Aguiló-Nicolau Pere, Iñiguez Concepción, Capó-Bauçà Sebastià, Galmés Jeroni
Research Group on Plant Biology under Mediterranean Conditions, Universitat de les Illes Balears - INAGEA, Palma, Balearic Islands, Spain.
Department of Ecology, Faculty of Science, University of Málaga, Málaga, Spain.

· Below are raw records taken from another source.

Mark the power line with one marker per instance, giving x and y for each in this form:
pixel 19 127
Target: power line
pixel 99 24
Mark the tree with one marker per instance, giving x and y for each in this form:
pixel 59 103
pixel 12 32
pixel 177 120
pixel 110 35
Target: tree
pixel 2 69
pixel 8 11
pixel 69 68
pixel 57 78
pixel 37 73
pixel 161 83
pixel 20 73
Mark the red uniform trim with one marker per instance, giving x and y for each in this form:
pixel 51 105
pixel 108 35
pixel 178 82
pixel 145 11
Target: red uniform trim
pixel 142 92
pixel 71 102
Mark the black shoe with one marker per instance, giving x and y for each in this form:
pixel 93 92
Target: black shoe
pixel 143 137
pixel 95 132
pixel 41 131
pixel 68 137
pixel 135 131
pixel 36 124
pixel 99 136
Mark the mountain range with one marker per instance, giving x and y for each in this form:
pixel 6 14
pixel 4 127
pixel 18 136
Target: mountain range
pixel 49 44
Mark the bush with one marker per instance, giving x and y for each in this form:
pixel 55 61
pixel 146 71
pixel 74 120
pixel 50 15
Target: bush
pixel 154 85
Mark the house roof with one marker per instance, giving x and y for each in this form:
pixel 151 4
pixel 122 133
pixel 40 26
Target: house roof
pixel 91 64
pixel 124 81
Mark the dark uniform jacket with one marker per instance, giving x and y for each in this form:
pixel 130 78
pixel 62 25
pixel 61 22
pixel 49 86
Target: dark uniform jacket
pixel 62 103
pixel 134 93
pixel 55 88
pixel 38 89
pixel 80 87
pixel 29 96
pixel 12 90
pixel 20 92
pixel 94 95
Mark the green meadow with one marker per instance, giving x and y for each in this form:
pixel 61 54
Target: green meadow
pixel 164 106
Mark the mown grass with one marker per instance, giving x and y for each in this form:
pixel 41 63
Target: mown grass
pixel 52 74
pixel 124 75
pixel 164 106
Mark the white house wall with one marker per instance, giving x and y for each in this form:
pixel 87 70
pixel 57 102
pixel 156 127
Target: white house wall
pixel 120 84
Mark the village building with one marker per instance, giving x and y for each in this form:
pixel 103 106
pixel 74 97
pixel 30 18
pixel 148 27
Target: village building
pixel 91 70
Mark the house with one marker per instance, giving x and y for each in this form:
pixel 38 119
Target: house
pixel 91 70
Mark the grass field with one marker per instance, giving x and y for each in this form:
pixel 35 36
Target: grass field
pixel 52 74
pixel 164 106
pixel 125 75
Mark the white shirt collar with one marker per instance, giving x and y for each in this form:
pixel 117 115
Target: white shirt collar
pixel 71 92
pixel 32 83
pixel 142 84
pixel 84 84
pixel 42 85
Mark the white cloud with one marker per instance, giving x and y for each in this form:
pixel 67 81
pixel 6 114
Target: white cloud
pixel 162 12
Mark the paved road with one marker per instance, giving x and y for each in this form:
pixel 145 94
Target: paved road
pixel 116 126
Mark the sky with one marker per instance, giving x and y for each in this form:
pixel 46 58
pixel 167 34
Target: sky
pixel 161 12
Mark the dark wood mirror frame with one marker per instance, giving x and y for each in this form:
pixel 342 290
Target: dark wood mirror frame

FEBS Open Bio. 2025 Jul;15(7):1028-1040. doi: 10.1002/2211-5463.70047. Epub 2025 May 19.
Extreme environments challenge fundamental pillars of photosynthesis: light capture and carbon fixation. Organisms thriving in extreme conditions, such as high and low temperatures, extreme pH levels, and high salinity, have evolved remarkable adaptive mechanisms allowing them to sustain photosynthesis. Research into these adaptations has expanded our understanding of the limits and evolution of photosynthesis, while also providing promising biotechnological applications. In this review, we explore the adaptations that tolerant and extremophilic photosynthetic organisms have evolved, overcoming these environmental challenges while maintaining photosynthetic functionality. These adaptations include modifications in photosystems and electron transport chain components, the development of photoprotective mechanisms, the use of unique CO-concentrating mechanisms (CCMs), and fine-tuning of Rubisco's kinetic properties and concentration. Our aim is to provide the basis for future research in extremophile biology while highlighting its applications in biotechnology.
极端环境对光合作用的基本支柱——光捕获和碳固定构成挑战。在诸如高温和低温、极端pH值以及高盐度等极端条件下繁衍生息的生物,已经进化出了卓越的适应机制,使它们能够维持光合作用。对这些适应性的研究扩展了我们对光合作用的极限和进化的理解,同时也提供了有前景的生物技术应用。在这篇综述中,我们探讨了耐受性光合生物和嗜极光合生物所进化出的适应性,它们克服了这些环境挑战,同时保持光合功能。这些适应性包括光合系统和电子传递链组分的修饰、光保护机制的发展、独特的二氧化碳浓缩机制(CCMs)的利用,以及对核酮糖-1,5-二磷酸羧化酶(Rubisco)动力学特性和浓度的微调。我们的目的是为嗜极生物生物学的未来研究提供基础,同时突出其在生物技术中的应用。